Hello, Science!:
Statistics

If pigs can whistle, then horses can fly... or... De Finetti's Theorem
$If pigs can whistle, then horses can fly... or... De Finetti's Theorem$
We talked about the concept of exchangeability a few weeks ago. I presented three urn models, two of which defined exchangeable probability distributions. The main idea I wanted to convey using the first and second urn models was that exchangeability is not just independence: urn model 2 does not look exchangeable at first sight but some simple algebra convinced us that it is.
Today I want to continue this discussion with a theorem that is strongly related to exchangeability called De Finetti's theorem. The theorem goes as follows: say we have an infinite sequence of binary random variables (say the color of the balls in our urn model) and this sequence is exchangeably, then there exists a probability distribution for
$\theta$
such that
$p(x_1,\cdots,x_n) = \int_{\Theta} \prod_{i=1}^n p(x_i|\theta) p(\theta) d\theta$
In other words, if our sequence of random variables is exchangeable, than it really is a sample from a mixture model with mixture distribution
$p(\theta)$
This kind of theorem reminds me of a quote I once heard in a complexity theory talk: if pigs can whistle, then horses can fly. What do I mean by this? Assuming that a set of random variables is exchangeably doesn't sounds like a very big assumption: e.g. if you plan to cluster something like the MNIST digit recognition dataset, there is nothing a priori that distinguishes one image from another; aka. you could assume they are exchangeable. However, once you make the exchangeability assumption, De Finetti's theoremy suddenly says that really your datapoints are part of a hierarchicaly Bayesian model. In other words: by making the relatively innocent exchangeability assumption, De Finetti's theorem imposes the graphical model structure upon you. A weak assumption implies a rather strong consequence.

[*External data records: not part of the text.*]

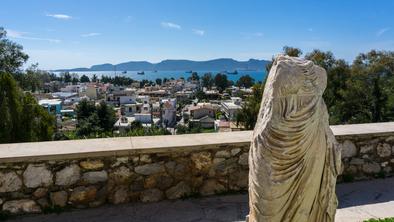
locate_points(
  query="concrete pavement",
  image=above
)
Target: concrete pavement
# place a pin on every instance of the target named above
(357, 201)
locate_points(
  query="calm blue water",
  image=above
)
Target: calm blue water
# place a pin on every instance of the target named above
(150, 75)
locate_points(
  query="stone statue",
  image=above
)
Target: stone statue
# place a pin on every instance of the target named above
(294, 159)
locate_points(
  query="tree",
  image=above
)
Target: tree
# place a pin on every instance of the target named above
(287, 50)
(247, 117)
(66, 77)
(11, 55)
(84, 78)
(194, 77)
(207, 80)
(221, 82)
(106, 116)
(292, 51)
(94, 120)
(22, 119)
(85, 109)
(245, 81)
(94, 78)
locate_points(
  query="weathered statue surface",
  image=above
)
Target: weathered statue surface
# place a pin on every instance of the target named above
(294, 158)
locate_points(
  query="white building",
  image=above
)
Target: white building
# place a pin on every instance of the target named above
(230, 109)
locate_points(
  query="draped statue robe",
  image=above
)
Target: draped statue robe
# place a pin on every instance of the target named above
(294, 158)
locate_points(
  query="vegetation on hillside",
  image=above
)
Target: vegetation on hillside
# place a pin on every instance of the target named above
(360, 92)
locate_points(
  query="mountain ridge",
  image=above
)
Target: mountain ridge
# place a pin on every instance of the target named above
(221, 64)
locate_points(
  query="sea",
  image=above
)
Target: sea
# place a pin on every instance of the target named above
(152, 75)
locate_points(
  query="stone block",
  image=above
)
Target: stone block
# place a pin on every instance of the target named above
(383, 150)
(348, 149)
(9, 182)
(149, 169)
(21, 206)
(178, 191)
(91, 164)
(93, 177)
(59, 198)
(151, 195)
(68, 176)
(37, 176)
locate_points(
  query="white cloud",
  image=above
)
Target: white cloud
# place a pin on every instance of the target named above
(14, 34)
(380, 32)
(60, 16)
(90, 34)
(128, 19)
(198, 32)
(170, 25)
(249, 35)
(23, 35)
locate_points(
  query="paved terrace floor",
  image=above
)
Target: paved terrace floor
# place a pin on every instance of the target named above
(357, 201)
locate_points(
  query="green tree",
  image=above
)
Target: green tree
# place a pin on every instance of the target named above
(84, 78)
(207, 80)
(247, 117)
(194, 77)
(292, 51)
(94, 78)
(66, 77)
(11, 55)
(221, 81)
(106, 116)
(287, 50)
(85, 109)
(22, 119)
(245, 81)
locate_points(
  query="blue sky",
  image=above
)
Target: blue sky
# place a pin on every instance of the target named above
(80, 33)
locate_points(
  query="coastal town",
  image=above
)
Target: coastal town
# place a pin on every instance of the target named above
(174, 106)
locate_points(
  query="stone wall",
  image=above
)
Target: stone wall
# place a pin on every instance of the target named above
(44, 185)
(34, 185)
(366, 157)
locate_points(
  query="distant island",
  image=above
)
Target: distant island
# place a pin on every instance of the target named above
(174, 65)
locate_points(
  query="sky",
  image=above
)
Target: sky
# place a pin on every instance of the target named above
(80, 33)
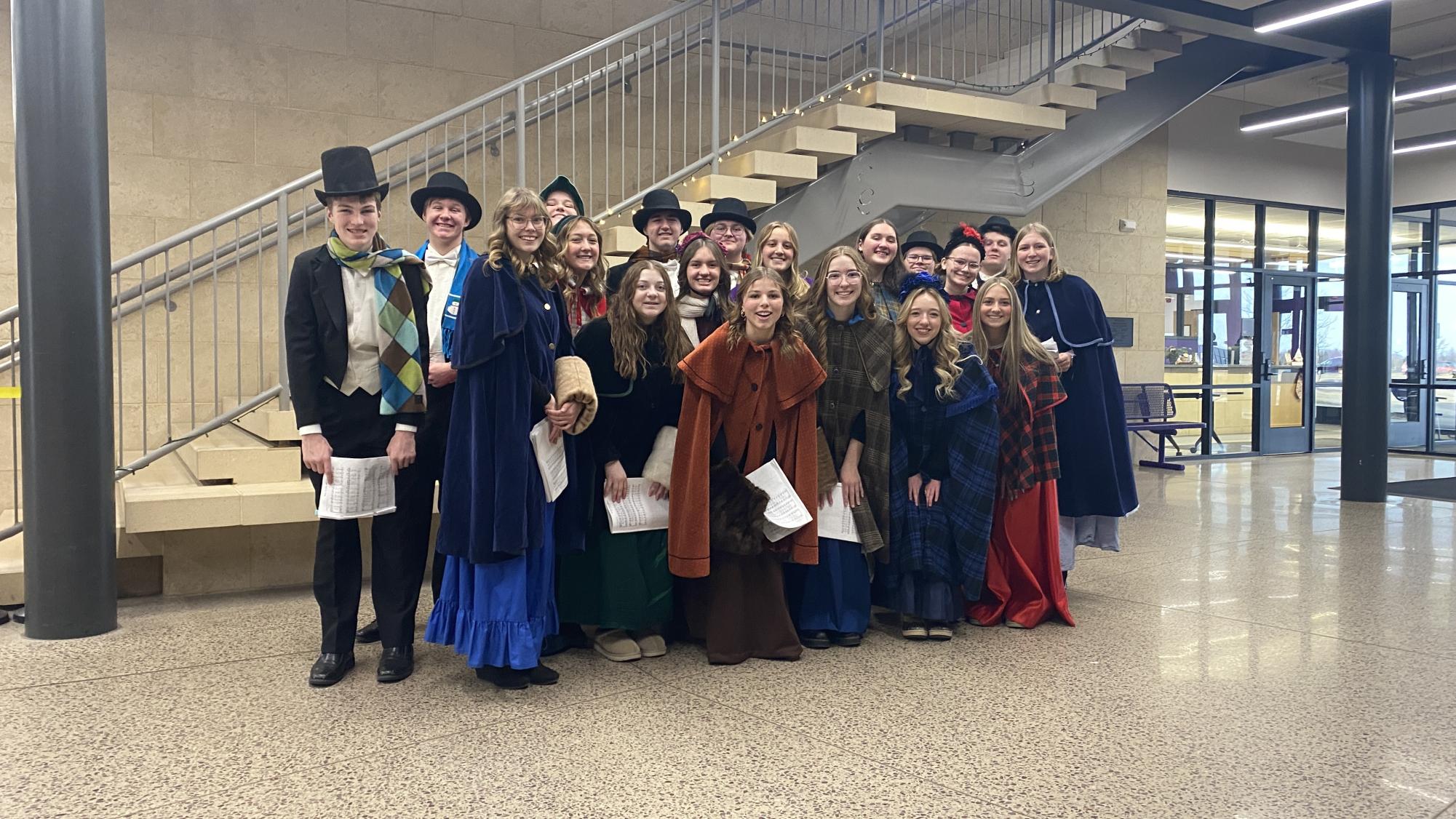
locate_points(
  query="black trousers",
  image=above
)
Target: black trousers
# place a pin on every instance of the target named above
(356, 430)
(430, 463)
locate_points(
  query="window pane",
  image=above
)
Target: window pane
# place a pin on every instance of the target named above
(1185, 229)
(1286, 239)
(1446, 251)
(1408, 244)
(1233, 235)
(1329, 341)
(1182, 325)
(1331, 244)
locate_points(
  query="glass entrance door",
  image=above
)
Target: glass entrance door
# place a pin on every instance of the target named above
(1409, 363)
(1284, 370)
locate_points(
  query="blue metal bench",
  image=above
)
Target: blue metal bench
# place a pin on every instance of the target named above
(1150, 408)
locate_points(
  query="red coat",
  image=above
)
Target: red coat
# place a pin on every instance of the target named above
(753, 393)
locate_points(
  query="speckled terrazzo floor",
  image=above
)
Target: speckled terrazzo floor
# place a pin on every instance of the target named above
(1258, 651)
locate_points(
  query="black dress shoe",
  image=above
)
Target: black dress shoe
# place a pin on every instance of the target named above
(330, 668)
(504, 677)
(369, 634)
(814, 639)
(395, 666)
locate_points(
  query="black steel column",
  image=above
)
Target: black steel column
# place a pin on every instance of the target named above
(1369, 175)
(65, 252)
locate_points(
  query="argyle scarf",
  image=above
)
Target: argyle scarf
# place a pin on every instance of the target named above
(401, 360)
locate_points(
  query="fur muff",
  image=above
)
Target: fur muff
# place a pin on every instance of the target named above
(734, 511)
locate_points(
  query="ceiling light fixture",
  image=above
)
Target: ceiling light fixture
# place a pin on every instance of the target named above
(1315, 15)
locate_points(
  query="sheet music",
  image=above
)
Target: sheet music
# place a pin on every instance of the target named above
(785, 514)
(836, 520)
(362, 488)
(551, 460)
(637, 513)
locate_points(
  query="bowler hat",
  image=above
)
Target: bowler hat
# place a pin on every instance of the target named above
(923, 239)
(349, 172)
(999, 225)
(446, 185)
(730, 210)
(564, 185)
(659, 201)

There is a catch however: the theorem does not specify what kind of random variable
$\theta$
is, nor what its distribution function is. As a matter of fact,
$\theta$
could be an infinitely large random variable (which would lead us into the realm of nonparametric Bayesian models such as the Dirichlet Process, but that's for another time). For simple models such as urn model 2 we can compute the distribution though:
$\theta$
turns out to be a Beta distributed random variable.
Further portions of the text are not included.